Researcher reveals method to achieve quantum resistance in Bitcoin without changing core protocol
The approach would require users to spend approximately $75-$150 in GPU computing resources per transaction, which may restrict widespread adoption.
A researcher focused on Bitcoin has developed an innovative approach that could provide immediate quantum resistance for Bitcoin transactions while avoiding the necessity of implementing a soft fork.
Through a proposal made public on Thursday, Avihu Levy, who serves as chief product officer at StarkWare, introduced a transaction scheme called Quantum Safe Bitcoin (QSB) that he indicated would maintain security "even against an adversary with a large-scale quantum computer running Shor's algorithm."
Levy went on to explain that the scheme doesn't necessitate any modifications to the Bitcoin protocol and functions completely within the current legacy script constraints. The drawback, however, is that it comes with significant costs and probably isn't suitable for regular, everyday transactions, he noted.
Within the Bitcoin community, opinions have been divided regarding the best approach to address the quantum threat. QSB offers an interim solution while stakeholders work toward finalizing a long-term strategy.
The central characteristic of the scheme involves substituting the proof-of-work signature-size puzzle with what's known as a hash-to-sig puzzle.
Rather than depending on elliptic curve mathematics that quantum computers have the capability to compromise, the person spending must locate an input whose hash output coincidentally appears as a valid ECDSA (elliptic curve digital signature algorithm) signature, which demands brute-force computational work that not even a quantum computer can bypass.
Quantum Safe Bitcoin not practical for everyday use
The proposal does come with significant caveats, though. It requires the sender to invest between $75 and $150 per transaction in GPU computational resources and involves greater complexity than a standard Bitcoin transaction, meaning it would only be logical for protecting high-value BTC transactions.
"This is huge," stated Eli Ben-Sasson, CEO of StarkWare, asserting that it effectively renders Bitcoin quantum-safe today.
Nevertheless, Daniel Batten, a Bitcoin ESG specialist, characterized it as "an overstatement" due to the fact that exposed public keys and dormant wallets are "not addressed in the paper."
Batten was making reference to approximately 1.7 million BTC that remains locked in early P2PK addresses which could potentially be compromised by a quantum computer.
The existence of these vulnerable coins has sparked intense debate regarding how to handle the dormant assets, with the community divided among those who favor leaving Bitcoin unchanged to maintain its fundamental principles, those advocating for freezing or burning the vulnerable coins completely, and those supporting a protocol upgrade to enable quantum-safe signatures.
Protocol changes are the preferred solution
The researchers recognized that this represents a last-resort measure given that transactions are non-standard, the costs cannot scale to accommodate all users, and use cases such as the Lightning Network are not included in the solution.
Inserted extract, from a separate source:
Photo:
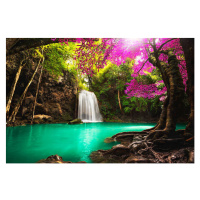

They reached the conclusion that changes at the protocol level continue to be the preferred long-term pathway.
"While this article describes a solution that works today for quantum-safe Bitcoin transactions, it should be treated as a last-resort measure."
Google released a paper in March that created unease within the Bitcoin community by suggesting that a quantum computer might potentially break Bitcoin's cryptographic protections using significantly fewer resources than had been previously estimated.
In the meantime, Olaoluwa Osuntokun, chief technology officer at Lightning Labs, unveiled on Wednesday a quantum "escape hatch" prototype that allows users to demonstrate Bitcoin wallet ownership using the original seed phrase without disclosing it, which may function as an alternative method for Bitcoin authorization.